Amplification of the gene encoding cyclin E (CCNE1) is an oncogenic driver in several malignancies and is associated with chemoresistance and poor prognosis. To uncover therapeutic targets for CCNE1-amplified tumors, we undertook genome-scale CRISPR/Cas9-based synthetic lethality screens in cellular models of CCNE1 amplification. Here, we report that increasing CCNE1 dosage engenders a vulnerability to the inhibition of the PKMYT1 kinase, a negative regulator of CDK1. To inhibit PKMYT1, we developed RP-6306, an orally bioavailable and selective inhibitor that shows single-agent activity and durable tumor regressions when combined with gemcitabine in models of CCNE1-amplification. RP-6306 treatment causes unscheduled activation of CDK1 selectively in CCNE1 overexpressing-cells, promoting early mitosis in cells undergoing DNA synthesis. CCNE1 overexpression disrupts CDK1 homeostasis at least in part through an early activation of the MMB-FOXM1 mitotic transcriptional program. We conclude that PKMYT1 inhibition is a promising therapeutic strategy for CCNE1-amplified cancers.
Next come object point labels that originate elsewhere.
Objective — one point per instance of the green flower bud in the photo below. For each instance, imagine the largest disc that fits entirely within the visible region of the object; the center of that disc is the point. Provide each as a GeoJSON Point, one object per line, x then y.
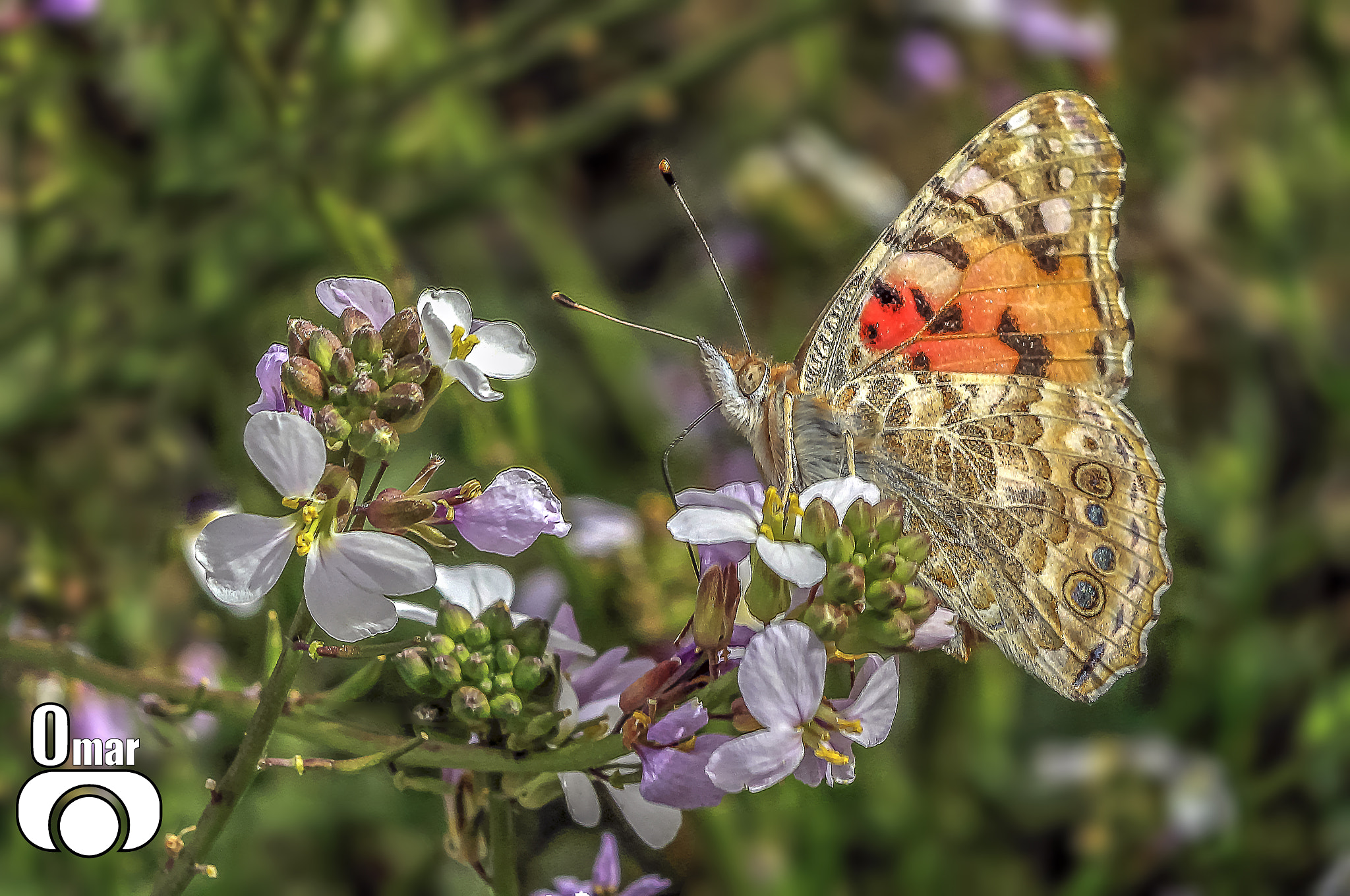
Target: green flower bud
{"type": "Point", "coordinates": [507, 706]}
{"type": "Point", "coordinates": [507, 658]}
{"type": "Point", "coordinates": [373, 439]}
{"type": "Point", "coordinates": [479, 634]}
{"type": "Point", "coordinates": [401, 333]}
{"type": "Point", "coordinates": [819, 521]}
{"type": "Point", "coordinates": [304, 381]}
{"type": "Point", "coordinates": [531, 637]}
{"type": "Point", "coordinates": [885, 596]}
{"type": "Point", "coordinates": [447, 671]}
{"type": "Point", "coordinates": [367, 345]}
{"type": "Point", "coordinates": [470, 705]}
{"type": "Point", "coordinates": [844, 583]}
{"type": "Point", "coordinates": [453, 620]}
{"type": "Point", "coordinates": [838, 544]}
{"type": "Point", "coordinates": [477, 668]}
{"type": "Point", "coordinates": [529, 674]}
{"type": "Point", "coordinates": [767, 594]}
{"type": "Point", "coordinates": [416, 674]}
编码细胞周期蛋白E（cyclin E，CCNE1）的基因扩增是多种恶性肿瘤的致癌驱动事件，并与化疗耐药及不良预后密切相关。为挖掘CCNE1扩增型肿瘤的潜在治疗靶点，我们在CCNE1扩增的细胞模型中开展了全基因组CRISPR/Cas9介导的合成致死筛选。本研究发现，CCNE1表达水平升高会赋予细胞对PKMYT1激酶（CDK1的负调控因子）抑制作用的易感特性。为靶向抑制PKMYT1，我们开发了RP-6306——一种具备口服生物利用度的选择性抑制剂，其在CCNE1扩增模型中可展现单药抗肿瘤活性，且与吉西他滨联合使用时可实现持久的肿瘤消退。RP-6306处理可在CCNE1过表达细胞中选择性诱导CDK1异常激活，促使正在进行DNA复制的细胞提前进入有丝分裂。CCNE1过表达至少部分通过提前激活MMB-FOXM1有丝分裂转录程序，破坏CDK1的稳态平衡。综上，PKMYT1抑制是CCNE1扩增型癌症极具前景的治疗策略。